Farah, now a criminal defense attorney in Buffalo, is also a former prosecutor with the St. Lawrence County District Attorney’s office. He said it should be up to a jury, not the prosecutor, to decide if there’s enough evidence to convict someone of a crime.
He believes Soares’ decision was politically motivated.
“I've seen district attorneys across this state bring charges against people that may not be as strong as other cases, but they still bring them," he said. "The only thing I can see in this case that seems to be different is that this is the former governor.
"Maybe somebody is afraid of that fight.”
Farah said the most unfortunate aspect of dropping the case, though, is that it makes it harder for victims to come forward.
“That is the real shame to victims across this state and across this country,” he said. “Because there’s not going to be any justice for them.”
Soares said he’s aware of the criticism but is not letting the “passions” of a high-profile case influence his decisions.
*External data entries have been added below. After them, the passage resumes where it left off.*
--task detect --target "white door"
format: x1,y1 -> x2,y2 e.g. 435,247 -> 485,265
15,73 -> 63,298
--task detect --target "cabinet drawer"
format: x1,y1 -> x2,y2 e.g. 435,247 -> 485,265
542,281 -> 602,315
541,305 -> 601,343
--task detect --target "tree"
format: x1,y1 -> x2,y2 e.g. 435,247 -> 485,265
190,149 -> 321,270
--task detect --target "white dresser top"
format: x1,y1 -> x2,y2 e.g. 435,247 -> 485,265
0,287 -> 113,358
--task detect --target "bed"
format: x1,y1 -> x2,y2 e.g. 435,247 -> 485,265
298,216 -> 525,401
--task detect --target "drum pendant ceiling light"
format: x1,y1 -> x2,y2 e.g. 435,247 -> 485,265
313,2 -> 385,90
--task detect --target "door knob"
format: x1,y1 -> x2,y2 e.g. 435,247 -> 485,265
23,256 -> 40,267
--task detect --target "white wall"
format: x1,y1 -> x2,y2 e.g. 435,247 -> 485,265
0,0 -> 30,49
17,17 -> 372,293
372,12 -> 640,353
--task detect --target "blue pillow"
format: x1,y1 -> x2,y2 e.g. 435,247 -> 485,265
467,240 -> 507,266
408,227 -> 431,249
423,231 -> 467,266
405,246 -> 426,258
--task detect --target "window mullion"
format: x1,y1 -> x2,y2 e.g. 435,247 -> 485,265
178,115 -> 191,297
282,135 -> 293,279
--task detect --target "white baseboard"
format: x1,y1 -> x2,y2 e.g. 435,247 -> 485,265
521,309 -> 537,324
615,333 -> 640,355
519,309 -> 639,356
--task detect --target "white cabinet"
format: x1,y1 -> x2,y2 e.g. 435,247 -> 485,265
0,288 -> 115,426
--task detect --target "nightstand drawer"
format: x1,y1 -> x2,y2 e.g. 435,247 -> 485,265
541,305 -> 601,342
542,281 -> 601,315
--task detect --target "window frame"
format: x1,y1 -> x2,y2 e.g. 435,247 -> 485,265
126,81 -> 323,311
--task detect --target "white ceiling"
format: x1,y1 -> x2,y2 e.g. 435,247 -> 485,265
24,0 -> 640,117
“You should fear a prosecutor who is basing their decisions not on the rule of law, but on satisfying those passions,” Soares said.
In a statement, Cuomo spokesman Rich Azzopardi castigated James for issuing her report in the first place, saying it was “a sham to generate a press frenzy and political firestorm to clear the way for her own run for higher office.”
James briefly entered the race for governor, but is now running for re-election.
Azzopardi said the former governor has been quiet these past few weeks out of respect for the legal process, but that no one should “confuse our respect for the justice system with acquiescence.”